Dave’s face was delirious. It was a controlled explosion of happiness when anything short of smashing windows and crashing walls is an anti-climax.
‘Well almost,’ said Dave’s mother. The interruption was an unplanned and pregnant interjection. She stared right at Dave. ‘Not everyone gets into heaven, unbelievers get sent to hell. Hell is the land of eternal damnation, of searing heat and horror.’

Dave’s mother spoke at length about hell and the fire and the fury. Dave was in a state of suggestible stupor, he absorbed every single word. He eyes opened wider then Tom had ever remembered them opening before the accident. Neither Tom nor his father moved, they listened to her and felt a reluctance to break character.
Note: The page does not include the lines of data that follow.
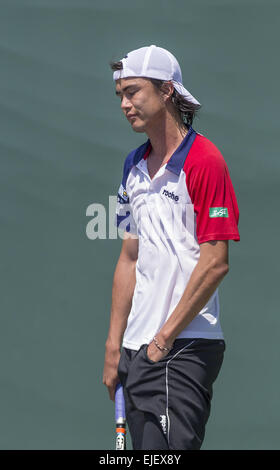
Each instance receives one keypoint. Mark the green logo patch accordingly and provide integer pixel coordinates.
(218, 212)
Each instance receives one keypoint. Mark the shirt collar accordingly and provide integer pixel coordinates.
(176, 161)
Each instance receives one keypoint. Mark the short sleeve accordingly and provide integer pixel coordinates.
(212, 194)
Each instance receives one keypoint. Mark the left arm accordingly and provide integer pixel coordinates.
(211, 268)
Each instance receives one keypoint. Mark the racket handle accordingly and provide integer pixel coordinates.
(120, 418)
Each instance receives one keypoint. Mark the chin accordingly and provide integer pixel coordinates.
(138, 128)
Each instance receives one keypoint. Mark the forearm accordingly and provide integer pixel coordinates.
(122, 292)
(203, 282)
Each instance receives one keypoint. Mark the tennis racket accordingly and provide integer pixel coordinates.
(120, 418)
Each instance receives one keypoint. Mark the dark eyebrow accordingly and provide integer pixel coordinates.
(125, 88)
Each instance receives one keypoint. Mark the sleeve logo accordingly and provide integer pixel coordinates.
(218, 212)
(122, 195)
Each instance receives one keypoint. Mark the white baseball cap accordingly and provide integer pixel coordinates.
(154, 62)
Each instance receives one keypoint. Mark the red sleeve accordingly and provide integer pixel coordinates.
(212, 193)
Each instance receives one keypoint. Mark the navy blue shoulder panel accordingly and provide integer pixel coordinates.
(132, 159)
(177, 160)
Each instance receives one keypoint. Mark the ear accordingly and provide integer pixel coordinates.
(167, 90)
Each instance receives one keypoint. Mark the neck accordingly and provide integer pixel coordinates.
(165, 136)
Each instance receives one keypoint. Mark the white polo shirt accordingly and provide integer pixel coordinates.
(190, 200)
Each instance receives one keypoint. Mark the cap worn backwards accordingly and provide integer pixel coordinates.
(154, 62)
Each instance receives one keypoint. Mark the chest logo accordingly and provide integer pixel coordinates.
(171, 195)
(218, 212)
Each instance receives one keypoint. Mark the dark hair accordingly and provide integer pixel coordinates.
(186, 109)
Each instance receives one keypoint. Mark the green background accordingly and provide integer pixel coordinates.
(63, 140)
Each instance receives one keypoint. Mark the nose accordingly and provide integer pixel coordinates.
(125, 104)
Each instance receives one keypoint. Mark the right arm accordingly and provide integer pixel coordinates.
(122, 292)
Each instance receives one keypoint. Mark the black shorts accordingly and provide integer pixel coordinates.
(168, 402)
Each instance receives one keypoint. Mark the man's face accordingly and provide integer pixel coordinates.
(141, 102)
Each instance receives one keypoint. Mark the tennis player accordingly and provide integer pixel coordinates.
(177, 207)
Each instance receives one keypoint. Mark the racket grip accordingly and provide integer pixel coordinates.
(120, 418)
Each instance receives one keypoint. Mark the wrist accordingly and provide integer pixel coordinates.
(112, 346)
(161, 341)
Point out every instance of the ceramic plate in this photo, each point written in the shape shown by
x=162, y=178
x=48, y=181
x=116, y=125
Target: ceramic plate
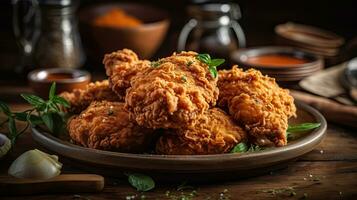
x=191, y=167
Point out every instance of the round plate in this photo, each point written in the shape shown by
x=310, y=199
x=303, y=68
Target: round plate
x=216, y=166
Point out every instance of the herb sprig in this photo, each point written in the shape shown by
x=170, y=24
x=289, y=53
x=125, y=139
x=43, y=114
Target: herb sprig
x=212, y=63
x=141, y=182
x=243, y=147
x=42, y=112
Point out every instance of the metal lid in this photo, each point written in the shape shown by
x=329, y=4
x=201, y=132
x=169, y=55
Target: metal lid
x=213, y=11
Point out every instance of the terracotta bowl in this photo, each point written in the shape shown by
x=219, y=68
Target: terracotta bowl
x=66, y=80
x=284, y=74
x=144, y=39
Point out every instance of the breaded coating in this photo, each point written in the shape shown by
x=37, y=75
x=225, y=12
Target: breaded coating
x=257, y=103
x=172, y=93
x=214, y=133
x=80, y=99
x=106, y=125
x=121, y=66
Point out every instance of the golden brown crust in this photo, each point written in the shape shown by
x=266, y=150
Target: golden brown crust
x=214, y=133
x=258, y=103
x=80, y=99
x=121, y=66
x=106, y=125
x=174, y=92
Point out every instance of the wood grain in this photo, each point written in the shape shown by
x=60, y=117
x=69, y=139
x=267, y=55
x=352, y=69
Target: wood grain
x=66, y=183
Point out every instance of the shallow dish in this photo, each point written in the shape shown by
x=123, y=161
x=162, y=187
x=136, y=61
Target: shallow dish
x=144, y=39
x=288, y=72
x=170, y=167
‘What can I do,’ Dave cried when she had finished.
‘Convert and repent! Admit you love Jesus!’ Every word was an exclamation mark.
‘I covert, I love Jesus, I love Jesus,’ Dave repeated it over and over. He vigorously declared a love for Jesus.
‘Then you may join us,’ she said and stepped back. She waited for Dave’s father to continue in the same vein, but Dave slipped back into a smile, then unconsciousness and then died.

Tom looked at his mother in horror. In the last few seconds of his life she had got the son she wanted. She had converted him to God and believed that he would make it to heaven. Tom wept. He could now only prey to the God he didn’t believe in that his mother died before he did.